Book Club: Season of Migration to the North
By listener demand, we re-read Season of Migration to the North, the 1966 classic by the Sudanese novelist Tayeb Salih. Its unnamed narrator returns to his village “on a bend of the Nile” after being educated abroad — and confronts the enigmatic figure of Mustafa Sa’eed, who also once emigrated North, and whose string of sexual relationships with Western women ended in tragedy.

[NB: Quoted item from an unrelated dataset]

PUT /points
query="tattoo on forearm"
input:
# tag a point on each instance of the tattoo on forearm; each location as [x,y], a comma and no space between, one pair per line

This iconic novel was instantly acclaimed in Arabic and in the 1969 English translation by Denys Johson-Davies. But it’s the only one of Salih’s works that have achieved a wide readership in English. What is it about this novel that resists interpretation and demands re-reading? What makes it iconic? And why have his other books received so little attention?
Show notes:
Sofia Samatar’s ‘Dear Tayeb Salih’
Denys Johnson-Davies on ‘Season of Migration to the North’: Acclaimed for the Wrong ReasonAdil Babikir on ‘Mansi’: A Rare Book, and a Joy to Translate
Raja Shehadeh on the ‘Book Of A Lifetime: Season of Migration to the North’
Questions:
Why is this book so iconic, and why does it overshadow all Salih’s other work, such that his great Bandershah seems to be out of print?
What do you think of Denys Johnson-Davies’ assertion that people are reading this novel all wrong?
What’s the function of Mustafa Saeed’s story? Is he real?